Behind the scenes: Defense undersecretary Emil Michael was on the phone offering Anthropic a deal just as Defense Secretary Pete Hegseth tweeted the company would be designated a supply chain risk, a source familiar told Axios.
- That deal would have required allowing the collection or analysis of data on Americans, from geolocation to web browsing data to personal financial information purchased from data brokers, the source added.
The Pentagon has quickly moved on to OpenAI, another source familiar said, even though the company has similar red lines and a robust safety stack to enforce them.
- It's unclear whether the Pentagon is still insisting on the legal collection of public personal data with OpenAI.
Breaking it down: Following Trump and Hegseth's announcements, the Pentagon will move to sever its contract with Anthropic — valued at up to $200 million — and require companies it works with to certify they don't use Claude in their workflows.
- There will be a six-month wind-down period to allow the Pentagon, its customers and other government agencies to onboard alternatives to Claude.
- "I am directing EVERY Federal Agency in the United States Government to IMMEDIATELY CEASE all use of Anthropic's technology," Trump wrote on Truth Social.
Trump's announcement is particularly extraordinary because Claude is the only AI model currently used in the military's classified systems.
- It was used in the operation to capture Nicolás Maduro and could conceivably be used in a potential military operation in Iran.
- Defense officials praised Claude's capabilities in conversations with Axios, with one admitting it would be a "huge pain in the ass" to disentangle.
- The decision is also complicated for AI software firm Palantir, which uses Claude to power its most sensitive work with the military and will likely now need to strike a deal with one of Anthropic's competitors.
What they're saying: "The Leftwing nut jobs at Anthropic have made a DISASTROUS MISTAKE trying to STRONG-ARM the Department of War, and force them to obey their Terms of Service instead of our Constitution," Trump wrote.
Between the lines: Trump's declaration came one day after Anthropic CEO Dario Amodei rejected what the Pentagon had called its "best and final offer," stating "we cannot in good conscience accede to their request."
- Emil Michael, the senior Pentagon official who has been steering the negotiations with Anthropic and other AI firms, responded by calling Amodei a "liar" with a "God complex" who was "ok putting our nation's safety at risk."
The Pentagon argues that there are many gray areas around what constitutes mass surveillance or autonomous weaponry, and that it's unworkable to have to litigate individual cases with a private company.

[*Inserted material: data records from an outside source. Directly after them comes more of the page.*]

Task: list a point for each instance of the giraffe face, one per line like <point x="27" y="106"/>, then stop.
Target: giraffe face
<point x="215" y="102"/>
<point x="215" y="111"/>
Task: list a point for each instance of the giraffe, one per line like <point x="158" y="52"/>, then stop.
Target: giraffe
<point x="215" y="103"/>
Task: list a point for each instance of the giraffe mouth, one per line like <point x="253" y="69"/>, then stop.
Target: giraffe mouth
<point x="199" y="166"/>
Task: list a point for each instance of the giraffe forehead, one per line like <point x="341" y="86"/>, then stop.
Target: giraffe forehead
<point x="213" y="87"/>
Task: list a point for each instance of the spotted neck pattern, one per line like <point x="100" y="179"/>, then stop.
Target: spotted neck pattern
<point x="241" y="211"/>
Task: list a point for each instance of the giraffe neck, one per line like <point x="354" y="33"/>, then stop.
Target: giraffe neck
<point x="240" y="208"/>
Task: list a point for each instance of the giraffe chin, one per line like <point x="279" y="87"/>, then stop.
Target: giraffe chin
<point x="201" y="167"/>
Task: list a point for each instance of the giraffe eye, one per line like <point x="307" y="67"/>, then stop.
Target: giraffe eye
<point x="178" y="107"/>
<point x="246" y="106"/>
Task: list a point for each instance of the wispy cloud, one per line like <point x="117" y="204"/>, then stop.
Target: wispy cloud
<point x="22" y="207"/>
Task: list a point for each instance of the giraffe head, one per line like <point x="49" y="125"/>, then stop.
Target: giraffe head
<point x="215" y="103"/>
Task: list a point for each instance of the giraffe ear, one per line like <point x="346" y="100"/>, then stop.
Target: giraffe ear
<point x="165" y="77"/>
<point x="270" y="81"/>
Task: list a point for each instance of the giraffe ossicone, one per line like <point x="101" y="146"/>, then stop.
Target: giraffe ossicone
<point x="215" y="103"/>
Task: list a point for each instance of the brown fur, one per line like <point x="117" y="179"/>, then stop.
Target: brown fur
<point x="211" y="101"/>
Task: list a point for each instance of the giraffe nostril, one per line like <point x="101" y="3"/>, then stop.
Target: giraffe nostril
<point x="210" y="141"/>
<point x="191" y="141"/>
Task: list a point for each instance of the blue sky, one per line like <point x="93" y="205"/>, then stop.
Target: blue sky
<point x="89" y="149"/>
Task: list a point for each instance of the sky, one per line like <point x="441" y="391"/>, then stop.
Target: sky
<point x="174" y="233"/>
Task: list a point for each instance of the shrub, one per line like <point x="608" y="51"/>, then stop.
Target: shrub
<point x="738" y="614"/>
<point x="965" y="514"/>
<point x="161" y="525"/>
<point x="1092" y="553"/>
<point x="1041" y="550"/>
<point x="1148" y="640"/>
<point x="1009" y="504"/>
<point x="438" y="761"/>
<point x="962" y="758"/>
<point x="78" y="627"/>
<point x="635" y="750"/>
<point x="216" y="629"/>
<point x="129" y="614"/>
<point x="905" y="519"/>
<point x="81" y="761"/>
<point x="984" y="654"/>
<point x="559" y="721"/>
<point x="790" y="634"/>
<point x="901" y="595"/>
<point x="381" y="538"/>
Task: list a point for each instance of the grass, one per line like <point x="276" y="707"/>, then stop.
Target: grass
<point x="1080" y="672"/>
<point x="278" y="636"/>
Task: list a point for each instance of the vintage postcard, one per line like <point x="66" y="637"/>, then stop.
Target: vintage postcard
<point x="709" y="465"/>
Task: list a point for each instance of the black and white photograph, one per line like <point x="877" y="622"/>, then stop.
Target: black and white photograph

- Their position is that once the military buys a tool, it has its own standards and procedures to determine whether and how to use it. They therefore demanded all AI firms make their models available for "all lawful purposes."
The intrigue: Anthropic has not yet said whether it will attempt to fight the designation in court.
- The company has been growing at a staggering rate and establishing dominance in some key enterprise use cases for AI.
- Amodei and colleagues have garnered widespread praise in the past 24 hours for their principled stand. It's not yet clear how expensive that stand will be.
What to watch: Elon Musk's xAI recently signed an agreement to let the military use its model, Grok, in classified systems. Sources say it's unlikely to be a like-for-like replacement for Claude.
- Google's Gemini and OpenAI's ChatGPT are both available in unclassified systems, and the Pentagon is accelerating conversations about bringing them into the classified space.
- Hundreds of employees from Google and OpenAI have signed a petition in the past 24 hours calling on their companies to mirror Anthropic's position.
Editor's note: This story was updated with details on the Pentagon's talks with Anthropic and with Anthropic's threat to take the Pentagon to court.